You had me to the /s, NGL
Jesus fucking Christ, lighten up lol.
the realest comment on lemmy, ever
Theres also basically zero server side-checking on anything. Hacked APKs let you get premium features for free :3
That’s awful! Could you please let me know where these APKs are hosted so that I may avoid them?
Mobilism.
It’s worse than that.
Yes, you can pay for a streak freeze. If you don’t, you’ll probably find that you were given one for free anyhow. You’d have wasted your gems.
Yes, you can pay to undo a streak loss. It’s more than paying for a freeze.

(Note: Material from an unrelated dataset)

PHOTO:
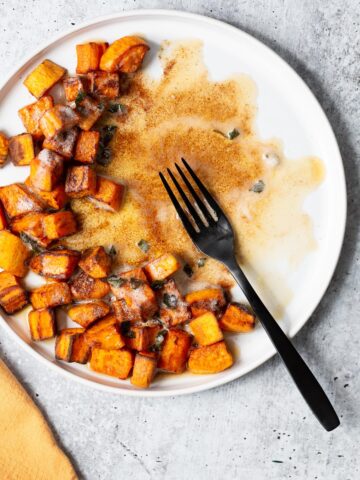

It’ll give you multiple chances to pay for all that, too. If you’re out for days and then come back, you can pay to fix your streak.
What is the point of a streak if you can just buy your way back to it?
Also, I had paid for the last couple years, which (IIRC) includes free streak freezes. It still asked if I want to pay for them. I’d say no, and find I had one anyhow, or a friend had miraculously given me one.
But during the last year (365 days) my streak was actually only at 190 or so because I’d used so many streak freezes that I got for free. I wasn’t even trying to keep my streak.
When I finally let my streak die, the icon started trying to guilt trip me into coming back with horrible icons of Duo being sad, heartbroken, or even dead.
The constant mental manipulation that was well beyond what gamification should ever be was what finally drove me to just quit playing altogether. I had already canceled my sub long ago, but I’m not even going to use the remainder of this year I’ve already paid for.
If anyone wants to practice their Japanese or have questions, they can message me.
主よ、如何なさいましたか。
Classic “I’ve made a HUGE mistake” moment from yet another “thought leader” suffering from AI/layoff FOMO. 🙄
AI is social cancer
It’s a lie told by marketing companies that have gaslit artists into automating their creativity and gaslit governments into automating fascism
Automated fascism completely defeats the purpose of fascism. The whole point is to lord power over people, if a computer is going to do it automatically then it’s no fun.
AI is social lung cancer. Behind social media, which is social bone cancer metastasized.